Whether it be his parents or his wife and children, family holds a very special and important place in Stevens' heart. Describing his mom and dad's influence on his career choice, the actor has said: "They loved going to the theatre and they watched television and movies, so I was raised on a cultural diet of books, of literature, and also of performance, of watching great movies and plays."

Then there's his wife, South African jazz singer Susie Hariet, whom Stevens met when he was just 23 years old while the two were working in the theater scene in Sheffield. The couple tied the knot in 2009 and, that same year, they welcomed their first child, daughter Willow, into the world. "If it feels right, it feels right. We fell in love and that was it," Stevens has said. In 2012, their family grew even bigger with the arrival of son Aubrey.
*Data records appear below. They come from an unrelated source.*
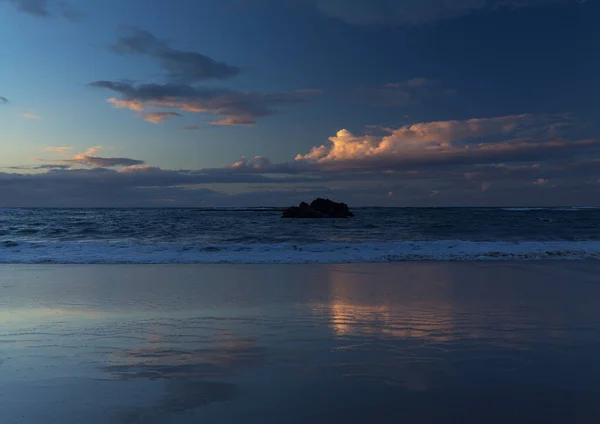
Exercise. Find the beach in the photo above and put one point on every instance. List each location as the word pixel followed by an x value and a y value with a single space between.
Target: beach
pixel 412 342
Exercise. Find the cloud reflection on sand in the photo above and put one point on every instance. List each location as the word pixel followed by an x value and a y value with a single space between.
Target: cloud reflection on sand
pixel 227 353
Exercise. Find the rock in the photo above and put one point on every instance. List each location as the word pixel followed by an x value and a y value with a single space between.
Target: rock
pixel 326 206
pixel 319 208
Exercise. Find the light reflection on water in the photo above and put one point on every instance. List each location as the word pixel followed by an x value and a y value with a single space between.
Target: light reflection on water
pixel 331 343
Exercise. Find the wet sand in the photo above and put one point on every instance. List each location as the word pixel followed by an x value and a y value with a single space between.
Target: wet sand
pixel 415 343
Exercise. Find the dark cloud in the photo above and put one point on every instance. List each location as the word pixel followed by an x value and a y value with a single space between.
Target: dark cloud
pixel 232 107
pixel 158 117
pixel 509 160
pixel 181 66
pixel 46 9
pixel 415 12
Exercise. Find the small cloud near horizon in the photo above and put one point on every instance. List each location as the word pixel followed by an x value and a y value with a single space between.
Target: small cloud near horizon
pixel 158 117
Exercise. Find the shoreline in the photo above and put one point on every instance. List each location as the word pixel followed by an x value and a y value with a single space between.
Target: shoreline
pixel 320 343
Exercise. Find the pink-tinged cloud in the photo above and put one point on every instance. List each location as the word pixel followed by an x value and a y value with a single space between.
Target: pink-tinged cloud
pixel 89 158
pixel 257 162
pixel 126 104
pixel 158 117
pixel 438 140
pixel 230 107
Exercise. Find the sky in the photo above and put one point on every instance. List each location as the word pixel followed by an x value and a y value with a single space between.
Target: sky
pixel 184 103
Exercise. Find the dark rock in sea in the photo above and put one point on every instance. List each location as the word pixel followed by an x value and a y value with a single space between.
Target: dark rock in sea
pixel 319 208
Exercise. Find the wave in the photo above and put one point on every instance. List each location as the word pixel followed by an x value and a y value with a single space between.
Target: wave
pixel 288 253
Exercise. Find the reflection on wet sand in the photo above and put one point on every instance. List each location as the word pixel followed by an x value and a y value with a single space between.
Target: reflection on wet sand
pixel 226 353
pixel 189 372
pixel 383 310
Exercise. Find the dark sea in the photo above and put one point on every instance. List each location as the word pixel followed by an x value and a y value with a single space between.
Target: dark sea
pixel 258 235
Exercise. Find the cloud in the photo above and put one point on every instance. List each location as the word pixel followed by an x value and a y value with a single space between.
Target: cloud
pixel 181 66
pixel 258 162
pixel 88 158
pixel 158 117
pixel 401 93
pixel 45 8
pixel 59 149
pixel 415 12
pixel 490 161
pixel 232 107
pixel 479 140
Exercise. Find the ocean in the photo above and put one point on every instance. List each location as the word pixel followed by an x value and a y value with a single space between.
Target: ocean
pixel 258 235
​He ate four roast dinners a day while filming Beauty and the Beast

"It was a pretty athletic job for me," Stevens told Britain's Radio Times, speaking about what it took to transform into the Beast. "I was physically conditioning my legs to be on stilts for 12 hours a day and also conditioning the rest of me so that I didn't waste away – I was losing so much fluid from sweating."

Tasked with wearing a heavy muscle vest to resemble the Beast, the actor explained that he had to up his calorie intake just to maintain his weight and not "waste away." He revealed: "I would overheat, especially when we were dancing. I was honestly eating four roast dinners every day, just to keep any form of physicality."